Saturday, October 9, 2010

Drink recommendation

Within the last ten days I've been in Asia, Europe and North America. I've taken jetlag to a new level. Usually there is a reference point, you can say, "It's past midnight in the Netherlands at the moment, my internal clock thinks it's past my bedtime and that's why I am so tired." Now I have no clue why time my internal clock reads.

At the grocery store, I just picked out a four pack of energy drink in order to try to jump start myself and get re-aligned with the cycle of the sun at my current location. I stood for ten minutes in front of the selections, looking at the cans and then reading the labels. I wanted something not too expensive, sugar free and also with guarana. A Brazilian colleague had recommended guarana as one of the best "pick up" ingredients you can get in an energy drink.

What I could use is a good drink recommendation system. The Asian part of this odyssey took place in Tokyo, and the following video was what YouTube there listed as a popular video. It had received 44466 views in the one day since it had been uploaded.
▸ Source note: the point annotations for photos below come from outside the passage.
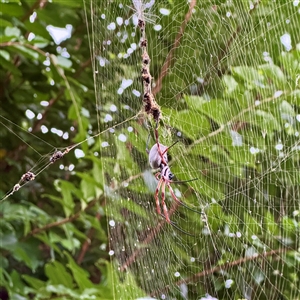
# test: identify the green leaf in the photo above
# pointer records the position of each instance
(34, 282)
(63, 62)
(190, 123)
(29, 53)
(274, 73)
(12, 9)
(5, 23)
(12, 31)
(266, 121)
(79, 274)
(57, 274)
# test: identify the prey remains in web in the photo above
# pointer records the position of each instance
(158, 158)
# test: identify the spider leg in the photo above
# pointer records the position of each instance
(163, 193)
(169, 147)
(156, 196)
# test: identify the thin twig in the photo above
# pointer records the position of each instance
(87, 242)
(166, 66)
1 dag geleden 44466 keer bekeken



It is a news report on a drink vending machine (a Tokyo fixture) that recommends drinks by taking your picture and doing a little bit of multimedia content analysis that gives it clues as to your age and gender.

In my current situation, age and gender wouldn't have been enough. Rather the system would need information about my internal state -- the camera would have to have noticed the unfocused glaze of my tired eyes. In this situation, internal-state information could be inferred if the system had access to information about my geo-coordinates within the last ten days. Access to a recent history of my sleeping-waking pattern would provide an even better source of evidence.

However, another key bit of information, that would be critical to get to the correct drink would be that at the moment I do not want to be tired. I can't be tired. I don't want something that will relax me -- no chamomile, not yet. I need to work.

The bottom line is clear: barring a system that has access to all that information and the ability to use it in the right way, the Brazilian colleague remains the best source of drink recommendations.

And it looks like the drink is working already, since I have already reached a level of alertness to attempt a blog post.